Figura 2 Renderização em 3D dos tumores orbitais dos pacientes 3 (A, B, C) e 4 (D, E, F). A linha 1 representa o eixo longo do nervo óptico (N), enquanto a linha 2 representa o plano de ressecabilidade. Observe como essas linhas dividem o tumor em três zonas (T1) facilmente ressecáveis, (T2) ressecáveis e (T3) não ressecáveis.
O software de reconstrução em 3D foi significativamente mais preciso na predição do volume tumoral bruto do que os cálculos triplanares tradicionais (fig. 3). A média (± desvio-padrão) da superestimação triplanar percentual do volume do tumor foi de 355,34% ± 145,38% vs. 127,02% ± 22,72% (p = 0,03, teste t de Student) com o uso de renderização em 3D.
Figura 3 Comparação entre o tumor orbital ressecado e o tumor renderizado em 3D no paciente 2, demonstra uma concordância próxima em termos de tamanho e morfologia do tumor. Observe no painel B que as diferentes zonas do tumor foram identificadas: (T1-verde) tumor facilmente ressecado, tumor ressecável (T2-roxo).

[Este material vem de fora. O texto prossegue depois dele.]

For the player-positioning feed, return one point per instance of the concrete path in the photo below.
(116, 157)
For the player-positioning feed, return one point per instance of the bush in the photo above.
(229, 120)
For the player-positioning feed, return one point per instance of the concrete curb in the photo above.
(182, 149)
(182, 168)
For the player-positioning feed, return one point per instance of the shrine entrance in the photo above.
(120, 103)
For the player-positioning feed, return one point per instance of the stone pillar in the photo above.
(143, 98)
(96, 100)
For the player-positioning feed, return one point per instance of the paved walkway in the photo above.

A escolha da abordagem cirúrgica quando se lida com uma lesão intraorbital depende de muitos fatores, inclusive a doença esperada, o tamanho, a morfologia e a localização. O ensino tradicional considera que as abordagens endoscópicas da órbita devem ser restritas às lesões em posição medial ao nervo óptico. À medida que o campo da cirurgia orbital endoscópica se expande, essas restrições continuam a ser desafiadas à medida que novas abordagens diagnósticas e cirúrgicas são desenvolvidas.6
A compartimentação do espaço intraconal com base em suas estruturas neurovasculares fixas pode ajudar o cirurgião a remover as lesões intraorbitais com segurança.7 No entanto, a visualização pré-operatória da relação discreta entre o tumor e o nervo óptico ao longo de todo o seu comprimento é extremamente difícil devido à neuroanatomia compacta do ápice orbital. O advento do software de reconstrução em três dimensões permite ao usuário final importar facilmente estudos tradicionais de imagem triplanar e criar uma reconstrução precisa da relação entre a lesão, o NO e quaisquer outras estruturas orbitais ósseas e musculares relevantes.

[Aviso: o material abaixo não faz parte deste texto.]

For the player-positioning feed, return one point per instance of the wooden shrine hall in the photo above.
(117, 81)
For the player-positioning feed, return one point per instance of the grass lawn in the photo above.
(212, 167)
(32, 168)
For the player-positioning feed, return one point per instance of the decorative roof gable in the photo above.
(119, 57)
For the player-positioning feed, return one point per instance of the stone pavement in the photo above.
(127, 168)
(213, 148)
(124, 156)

Nossos achados demonstram que essas reconstruções também podem ser usadas para definir mais precisamente os limites laterais das abordagens endoscópicas. 5,8 Ao levar em consideração a via oblíqua do nervo óptico e a trajetória de uma abordagem transeptal, definimos um novo plano seguro de ressecção. Consequentemente, os critérios para a ressecção endoscópica podem ser expandidos para incluir qualquer tumor medial ao nervo óptico e/ou inferior ao POR, independentemente da sua extensão lateral.

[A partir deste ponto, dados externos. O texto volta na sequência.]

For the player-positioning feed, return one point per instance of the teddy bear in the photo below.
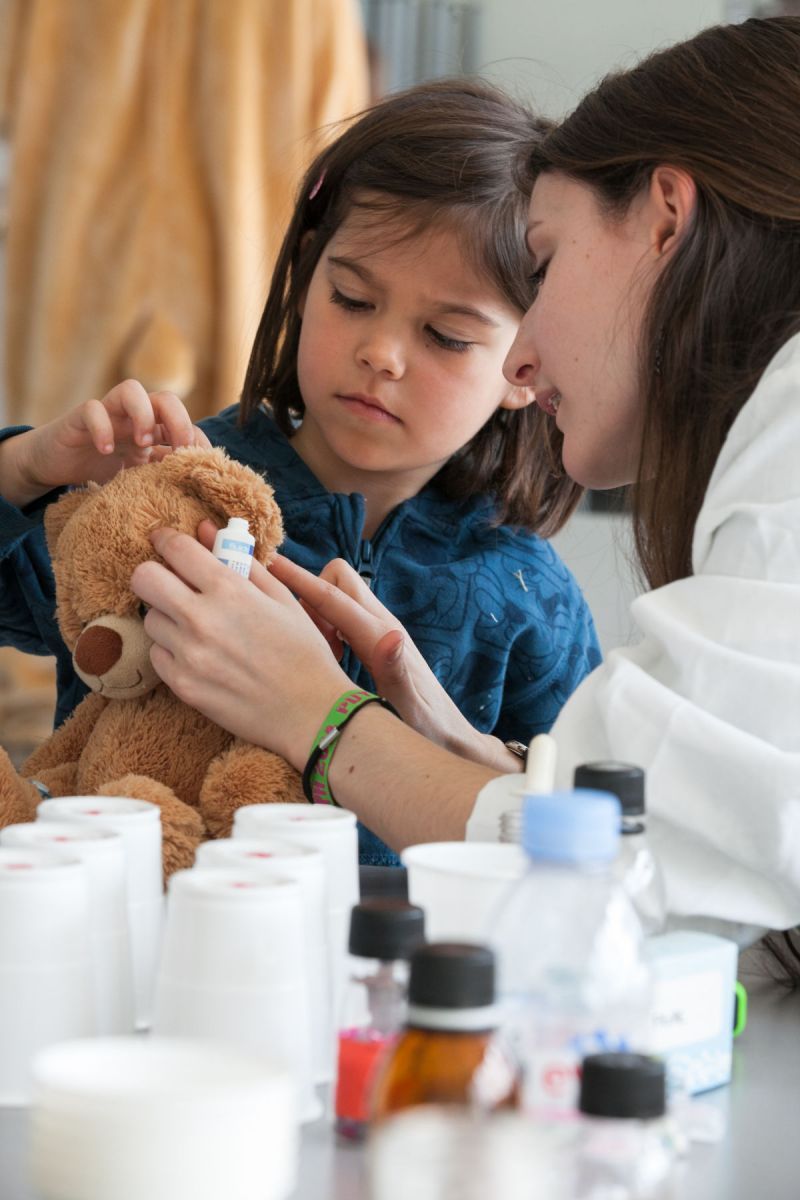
(131, 736)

Além disso, o software de reconstrução aqui descrito pode ser usado para reconstituir fielmente a morfologia e o volume do tumor orbital. Essa característica torna-se significativamente importante ao avaliar a completude da ressecção do espécime macroscópico. Ao comparar a amostra intraoperatória com a reconstrução pré-operatória, o cirurgião pode mais prontamente determinar se o tumor foi completamente ressecado. Isso é extremamente valioso para se evitar a necessidade de uma nova exploração cirúrgica, reduz assim o tempo cirúrgico, o potencial de lesão neurovascular adicional e a necessidade de exame de imagem intraoperatório ou perioperatório.
A reconstrução tridimensional pré-operatória de tumores orbitais representa uma valiosa técnica diagnóstica para avaliar a relação entre o tumor e o nervo óptico, bem como determinar com precisão o volume e a morfologia do tumor. Com essa técnica, definimos um novo plano de ressecabilidade, denominado POR, que desafia o ensino convencional de que os tumores laterais ao nervo óptico não devem ser abordados de forma endoscópica. Com base em nossos achados, os critérios para uma abordagem endoscópica da órbita podem ser expandidos para lesões localizadas medialmente ao nervo óptico e/ou inferiores ao plano de ressecabilidade, independentemente de sua extensão lateral.